Fix Surface String to Token Mappings for Case Encoding #12

rjai · 2021-07-30T21:38:02Z

This PR fixes the SentencePieceText structure returned upon using the C++ APIs. This is particularly relevant in the context of Case Encoding.

Previously in Encode, the Case Encoding scheme was returning incomplete norm_to_orig mappings which would prevent the code that assigned surfaces to each piece from doing it's job correctly. This PR corrects the norm_to_orig mapping. This fix allows us to ensure that SentencePieceText adheres to the API invariant that text.substr(piece.begin, piece.end - piece.begin) = piece.surface

Second, there is a bug in SentencePiece where when it is run with treat_whitespace_as_suffix and add_dummy_prefix together, upon decoding the string, an extra whitespace may be emitted in the text. This PR corrects that.

Lastly, in case of Decode, while SPM assigns the Text parameter in SentencePieceText structure correctly to the "Normalized" (the denormalizer's normalization) form, it does not correct the piece surfaces with their corresponding fixed indices. The piece surfaces returned currently are still "unnormalized". This is a problem with case encoding since the piece surface strings may have case markers which is not useful generally. This PR corrects the surface strings to match up with the actual Text.

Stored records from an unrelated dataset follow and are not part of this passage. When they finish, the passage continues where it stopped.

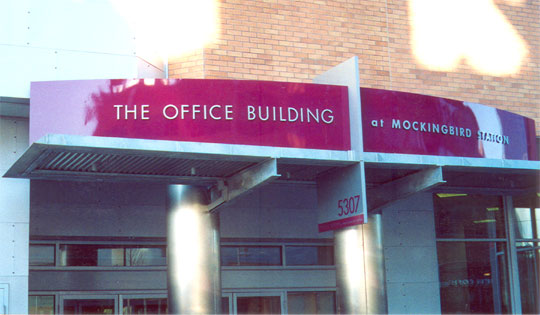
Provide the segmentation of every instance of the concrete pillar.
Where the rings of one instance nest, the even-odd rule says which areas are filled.
[[[387,313],[382,218],[334,232],[338,312]]]
[[[168,291],[171,314],[221,312],[219,220],[207,211],[206,191],[168,188]]]

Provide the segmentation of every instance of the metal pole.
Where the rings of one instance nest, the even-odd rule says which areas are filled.
[[[516,250],[516,234],[514,222],[516,222],[516,216],[514,212],[514,205],[512,203],[512,197],[504,196],[504,213],[506,217],[506,237],[508,243],[506,248],[508,251],[508,278],[510,283],[510,312],[513,314],[521,314],[521,289],[519,287],[519,269],[518,269],[518,257]]]
[[[338,312],[387,312],[381,215],[334,232]]]
[[[370,215],[368,224],[364,225],[364,252],[367,312],[369,314],[386,314],[388,313],[388,303],[381,214]]]
[[[168,291],[172,314],[221,312],[219,220],[207,211],[206,191],[168,187]]]

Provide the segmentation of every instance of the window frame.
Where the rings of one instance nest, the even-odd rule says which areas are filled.
[[[55,264],[52,266],[32,266],[29,265],[29,270],[95,270],[95,271],[121,271],[121,270],[167,270],[167,265],[150,265],[150,266],[129,266],[126,265],[124,261],[124,266],[62,266],[61,265],[61,245],[97,245],[97,246],[119,246],[126,248],[132,247],[165,247],[167,253],[167,242],[163,241],[146,241],[146,240],[133,240],[133,241],[89,241],[89,240],[44,240],[44,239],[31,239],[29,246],[32,245],[53,245],[54,249],[54,261]],[[125,260],[125,251],[124,251],[124,260]]]
[[[291,269],[291,270],[302,270],[302,269],[324,269],[324,270],[335,270],[336,262],[334,259],[334,264],[332,265],[287,265],[287,246],[331,246],[334,247],[332,239],[321,239],[321,240],[251,240],[251,239],[222,239],[220,247],[222,246],[280,246],[281,247],[281,264],[280,265],[262,265],[262,266],[224,266],[221,265],[221,270],[239,270],[239,269],[248,269],[248,270],[258,270],[258,269]],[[335,251],[335,248],[334,248]],[[220,258],[221,259],[221,258]],[[220,262],[221,263],[221,262]]]
[[[507,191],[507,190],[482,190],[482,189],[469,189],[469,188],[452,188],[452,189],[437,189],[432,192],[437,193],[467,193],[467,194],[480,194],[487,196],[500,196],[502,198],[502,208],[504,214],[504,229],[505,238],[435,238],[438,242],[504,242],[506,246],[506,263],[507,273],[509,278],[509,301],[510,312],[513,314],[520,314],[521,311],[521,290],[519,282],[519,268],[518,268],[518,255],[517,255],[517,242],[522,239],[516,239],[515,222],[516,217],[513,206],[513,196],[523,193],[522,191]],[[435,211],[435,207],[433,209]],[[435,224],[436,222],[434,222]],[[436,224],[435,224],[436,225]],[[537,239],[527,239],[526,241],[535,242]],[[540,239],[538,239],[540,241]]]

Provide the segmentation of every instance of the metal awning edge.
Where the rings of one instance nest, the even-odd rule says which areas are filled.
[[[356,162],[351,151],[298,149],[256,145],[147,140],[115,137],[74,136],[48,134],[35,143],[58,146],[76,146],[89,149],[136,150],[138,152],[167,152],[170,154],[193,154],[193,156],[234,156],[237,159],[272,157],[332,162]],[[152,153],[153,154],[153,153]]]
[[[488,159],[472,157],[453,157],[435,155],[412,155],[397,153],[364,152],[362,158],[365,163],[381,164],[382,166],[395,165],[423,165],[445,166],[458,168],[497,168],[514,170],[540,171],[540,161]]]
[[[141,159],[172,158],[188,160],[188,163],[228,163],[235,165],[235,171],[241,170],[251,164],[260,163],[267,159],[277,159],[285,164],[343,166],[356,163],[350,159],[350,151],[327,151],[311,149],[289,149],[260,146],[244,146],[213,143],[176,142],[164,140],[126,139],[112,137],[72,136],[50,134],[32,143],[22,156],[9,168],[4,177],[30,178],[30,179],[65,179],[73,180],[88,179],[91,175],[99,180],[137,180],[164,181],[176,183],[189,183],[199,181],[201,183],[215,181],[223,174],[191,176],[168,176],[152,174],[122,174],[122,172],[110,171],[100,173],[70,172],[69,167],[59,170],[48,170],[38,167],[40,164],[50,164],[51,159],[56,160],[54,155],[81,154],[81,155],[116,155],[124,157],[136,157]],[[52,156],[52,158],[51,158]],[[213,161],[213,162],[212,162]],[[54,162],[62,164],[61,162]],[[68,166],[75,162],[68,163]],[[145,162],[143,162],[144,164]],[[232,163],[232,164],[231,164]],[[77,164],[77,163],[76,163]],[[84,163],[86,164],[86,163]],[[239,166],[236,166],[239,164]],[[219,172],[218,172],[219,173]]]

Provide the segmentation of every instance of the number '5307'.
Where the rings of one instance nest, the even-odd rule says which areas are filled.
[[[338,215],[348,215],[358,212],[358,205],[360,204],[360,195],[338,200]]]

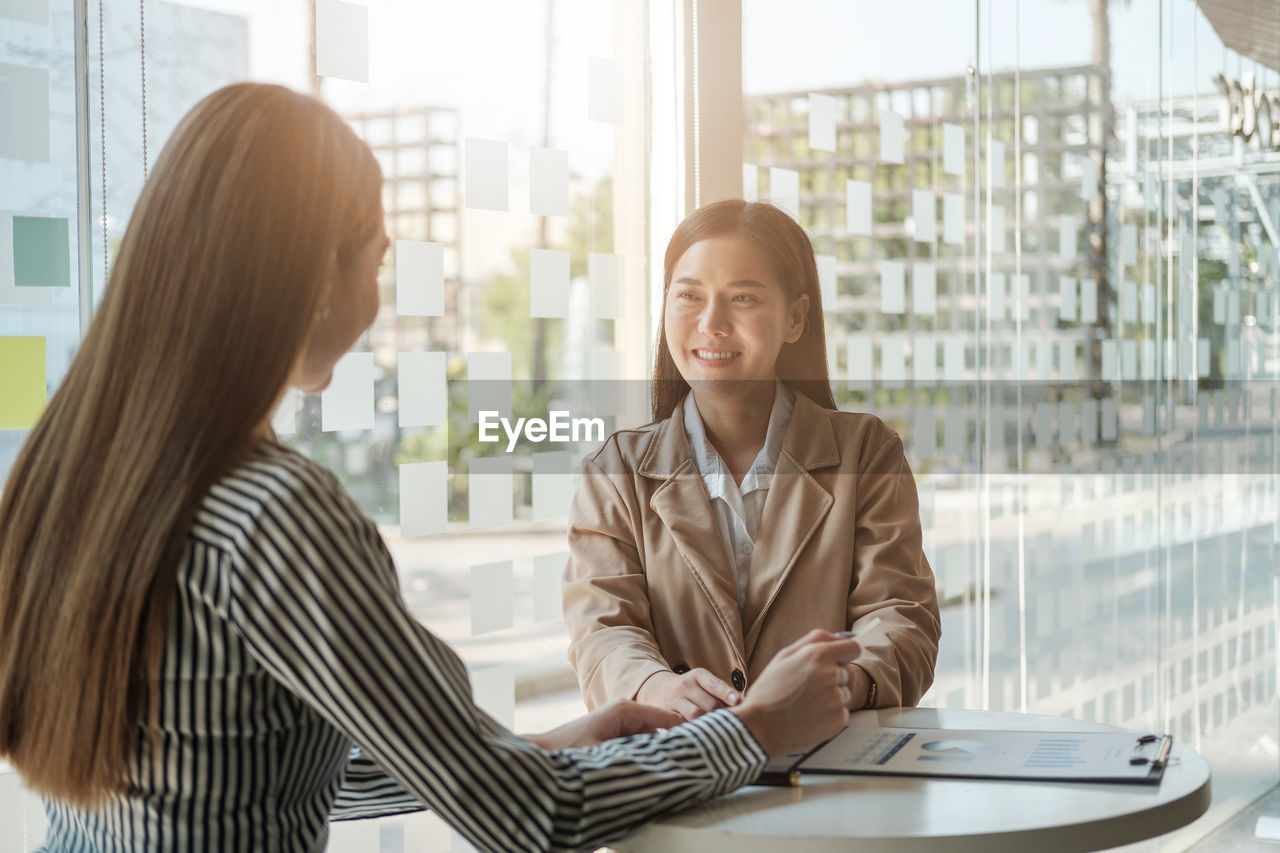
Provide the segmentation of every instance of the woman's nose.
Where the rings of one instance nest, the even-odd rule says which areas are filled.
[[[720,300],[707,300],[702,313],[698,315],[698,331],[709,337],[724,337],[729,334],[728,311]]]

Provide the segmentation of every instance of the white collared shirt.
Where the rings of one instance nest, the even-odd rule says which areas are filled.
[[[777,383],[773,394],[773,409],[769,413],[769,428],[765,432],[764,447],[756,454],[755,461],[742,478],[742,486],[733,481],[729,466],[720,458],[715,447],[707,439],[698,405],[690,392],[684,399],[684,431],[693,449],[693,461],[702,475],[707,497],[716,527],[733,559],[733,576],[738,589],[738,612],[742,613],[747,600],[747,578],[751,575],[751,555],[755,551],[756,534],[760,528],[760,516],[764,513],[765,498],[773,481],[778,457],[782,455],[782,439],[791,423],[796,395],[782,382]]]

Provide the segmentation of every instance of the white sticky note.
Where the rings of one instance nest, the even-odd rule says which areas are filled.
[[[1035,350],[1036,378],[1047,382],[1053,378],[1053,341],[1037,338]]]
[[[511,414],[511,353],[467,353],[469,423],[479,420],[482,411]]]
[[[1156,378],[1156,342],[1150,338],[1142,341],[1142,378]]]
[[[444,353],[400,353],[396,383],[401,427],[438,426],[448,422]]]
[[[1088,157],[1080,158],[1080,198],[1093,201],[1098,197],[1098,167]]]
[[[836,150],[836,99],[830,95],[809,95],[809,147]]]
[[[1126,323],[1138,322],[1138,285],[1126,281],[1120,286],[1120,317]]]
[[[368,7],[316,0],[316,73],[369,82]]]
[[[932,459],[938,455],[938,419],[932,409],[916,409],[909,450],[916,459]]]
[[[1240,325],[1240,291],[1227,291],[1227,324]]]
[[[964,338],[948,337],[942,342],[942,378],[946,382],[964,379]]]
[[[836,256],[814,255],[818,265],[818,293],[822,297],[822,308],[830,311],[836,304]]]
[[[559,622],[564,618],[560,579],[564,576],[568,551],[538,554],[533,558],[533,621]]]
[[[800,216],[800,173],[795,169],[769,167],[769,199],[792,219]]]
[[[1070,400],[1058,403],[1058,442],[1075,444],[1080,440],[1079,409]]]
[[[1126,225],[1120,229],[1120,246],[1124,253],[1124,265],[1138,262],[1138,226]]]
[[[991,205],[991,251],[1004,251],[1004,207]]]
[[[1064,323],[1074,323],[1076,321],[1076,288],[1078,284],[1074,278],[1068,275],[1058,278],[1058,319]]]
[[[502,441],[506,441],[503,434]],[[505,448],[505,443],[503,444]],[[467,506],[472,530],[510,524],[515,477],[510,456],[472,459],[467,466]]]
[[[840,347],[834,337],[827,338],[827,373],[832,379],[839,377]]]
[[[1102,440],[1115,441],[1120,434],[1120,421],[1116,416],[1116,398],[1102,398]]]
[[[1093,397],[1080,401],[1080,441],[1084,444],[1098,441],[1098,401]]]
[[[987,169],[991,176],[991,186],[1004,186],[1004,143],[999,139],[991,140],[991,148],[987,152]]]
[[[1196,342],[1178,341],[1178,379],[1196,378]]]
[[[1080,322],[1098,322],[1098,280],[1080,279]]]
[[[320,428],[373,429],[373,353],[349,352],[333,366],[320,395]]]
[[[1120,378],[1130,381],[1138,378],[1138,342],[1120,342]]]
[[[1209,375],[1209,339],[1196,341],[1196,377],[1204,379]]]
[[[276,435],[293,435],[297,431],[298,405],[301,402],[302,394],[296,388],[285,389],[280,405],[271,416],[271,429]]]
[[[845,230],[850,234],[871,235],[871,184],[845,181]]]
[[[471,634],[502,631],[513,623],[510,560],[471,567]]]
[[[938,313],[938,267],[933,263],[911,266],[911,310],[918,315]]]
[[[868,382],[874,375],[870,335],[849,335],[845,339],[845,357],[850,386]]]
[[[942,242],[964,245],[964,196],[960,193],[942,194]]]
[[[1102,379],[1110,382],[1120,378],[1119,364],[1117,363],[1116,353],[1117,344],[1113,338],[1105,338],[1102,341]]]
[[[515,728],[516,725],[516,670],[509,663],[498,664],[497,666],[486,666],[479,669],[473,669],[468,673],[471,677],[471,698],[475,700],[480,710],[484,711],[490,717],[493,717],[508,729]],[[355,823],[366,823],[368,821],[354,821]],[[335,824],[336,825],[336,824]],[[470,846],[470,845],[468,845]],[[337,848],[343,850],[376,850],[385,849],[385,846],[379,842],[378,845],[370,847],[345,847]],[[407,849],[407,848],[406,848]],[[428,849],[428,848],[421,848]],[[447,848],[432,848],[447,849]],[[451,849],[463,850],[456,844],[452,844]]]
[[[958,124],[942,125],[942,171],[964,174],[964,128]]]
[[[587,253],[587,280],[591,283],[591,305],[596,319],[616,320],[622,257],[604,252]]]
[[[506,210],[507,143],[468,136],[464,145],[466,205],[480,210]]]
[[[436,536],[449,526],[449,463],[400,465],[400,537]]]
[[[902,383],[907,379],[906,341],[901,337],[880,341],[880,378],[885,383]]]
[[[1218,325],[1227,322],[1227,289],[1222,285],[1213,289],[1213,322]]]
[[[535,216],[569,214],[569,152],[529,149],[529,212]]]
[[[618,64],[587,57],[587,118],[617,124],[618,100]]]
[[[902,314],[906,310],[906,266],[901,261],[883,261],[880,264],[880,313]]]
[[[1031,276],[1017,273],[1013,276],[1014,316],[1026,320],[1031,316]]]
[[[880,113],[880,159],[886,163],[907,161],[906,123],[902,116],[890,110]]]
[[[529,316],[569,316],[569,253],[559,249],[529,251]]]
[[[1058,342],[1058,378],[1063,382],[1076,381],[1076,342]]]
[[[742,200],[757,201],[760,198],[760,167],[755,163],[742,164]]]
[[[924,383],[938,381],[938,341],[933,335],[916,335],[912,340],[911,378]]]
[[[1033,423],[1036,447],[1053,446],[1053,422],[1056,414],[1057,406],[1053,403],[1036,403],[1035,421]]]
[[[911,218],[915,220],[917,243],[938,239],[938,203],[932,190],[911,191]]]
[[[969,426],[964,409],[948,406],[943,415],[942,447],[948,456],[964,456],[969,445]]]
[[[1019,381],[1031,378],[1031,341],[1023,339],[1009,345],[1009,362],[1013,366],[1013,378]]]
[[[1063,214],[1058,218],[1058,254],[1068,261],[1076,259],[1076,218]]]
[[[1150,282],[1142,285],[1142,322],[1156,321],[1156,286]]]
[[[0,0],[0,18],[47,26],[49,0]]]
[[[0,157],[49,162],[48,69],[0,62],[0,116]]]
[[[1005,274],[993,272],[987,276],[987,314],[992,320],[1003,320]]]
[[[562,450],[533,454],[534,521],[550,521],[569,514],[569,499],[573,497],[571,458]]]
[[[396,241],[396,313],[401,317],[444,316],[444,246]]]

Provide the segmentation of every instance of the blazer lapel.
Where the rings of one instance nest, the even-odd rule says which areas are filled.
[[[662,519],[725,635],[745,663],[733,562],[716,527],[707,490],[693,461],[679,406],[676,413],[661,424],[641,460],[639,473],[666,481],[653,493],[649,506]]]
[[[783,440],[769,494],[765,498],[751,558],[742,622],[747,659],[755,649],[764,617],[795,568],[835,499],[809,473],[838,465],[840,449],[827,411],[804,394],[796,394],[795,411]]]

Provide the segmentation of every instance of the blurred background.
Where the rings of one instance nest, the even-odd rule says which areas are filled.
[[[746,197],[813,240],[840,406],[903,436],[923,704],[1199,750],[1213,807],[1135,849],[1220,845],[1275,789],[1280,2],[0,0],[0,478],[169,133],[239,80],[382,164],[379,318],[275,425],[498,718],[583,710],[558,587],[593,441],[508,453],[476,412],[647,422],[666,241]],[[44,830],[0,766],[0,851]],[[331,849],[466,845],[416,815]]]

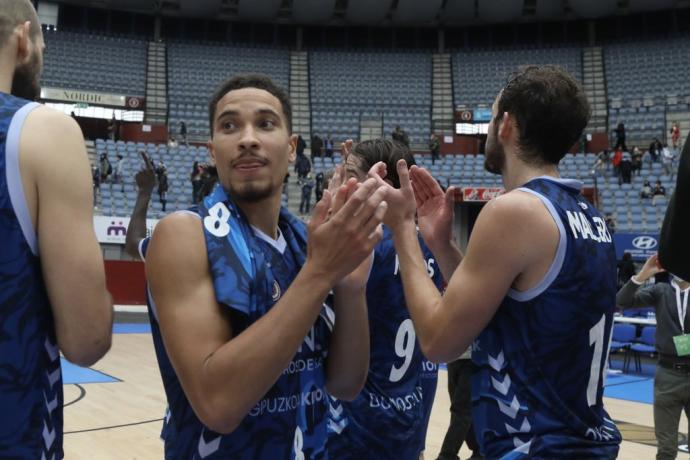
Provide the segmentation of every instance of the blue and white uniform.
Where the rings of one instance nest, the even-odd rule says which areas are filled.
[[[558,250],[534,288],[511,290],[474,342],[475,433],[487,458],[615,458],[604,410],[616,255],[578,181],[540,177],[519,190],[553,217]]]
[[[19,138],[39,104],[0,93],[0,458],[59,459],[62,373]]]
[[[429,276],[442,277],[420,238]],[[334,459],[419,458],[436,394],[438,366],[419,347],[405,304],[393,234],[384,227],[367,283],[369,375],[351,402],[332,400],[328,451]]]
[[[282,209],[279,238],[252,228],[221,187],[199,207],[216,300],[233,313],[240,334],[270,311],[290,287],[306,257],[306,227]],[[141,245],[145,256],[148,242]],[[235,431],[213,432],[196,416],[162,341],[156,307],[149,316],[169,405],[162,437],[165,458],[327,459],[325,361],[335,317],[324,303],[305,341],[276,383]]]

This reverts commit 1714615.

…Encode(x)) == x

rjai · 2021-07-31T20:52:35Z

src/sentencepiece_processor.cc

+    } else {
+        if(is_eos_ws
+           && (!model_proto_
+               || (model_proto_


Correct formatting

rjai · 2021-08-01T05:44:45Z

src/sentencepiece_processor.cc

+      auto *spiece = spt->mutable_pieces(i);
+      auto curr_surface = spiece->surface();
+
+      // De-normalize curr_surface using o2n. Missing chars (bytes) are deleted (ambiguous)


Stale comment.

snukky

Only a few requests on documenting the code and changes little more by adding more comments. Consider also including mentions of the fixes from the PR description into the relevant parts of the code as comments.

snukky · 2021-08-01T08:16:58Z

src/case_encoder.h

@@ -72,34 +75,53 @@ class UpperCaseEncoder : public CaseEncoder {
  UpperCaseEncoder(bool removeExtraWhiteSpace)
  : removeExtraWhiteSpace_(removeExtraWhiteSpace) {}

-  std::pair<absl::string_view, int> normalizePrefix(absl::string_view input) {
+  std::pair<absl::string_view, int> normalizePrefix(absl::string_view orig_input) {
+    if((dump_buffer_from_ >= 0) && (dump_buffer_from_ < buffer_queue_.size())) {


I think this "if" statement deserves a short comment explaining what is handled here.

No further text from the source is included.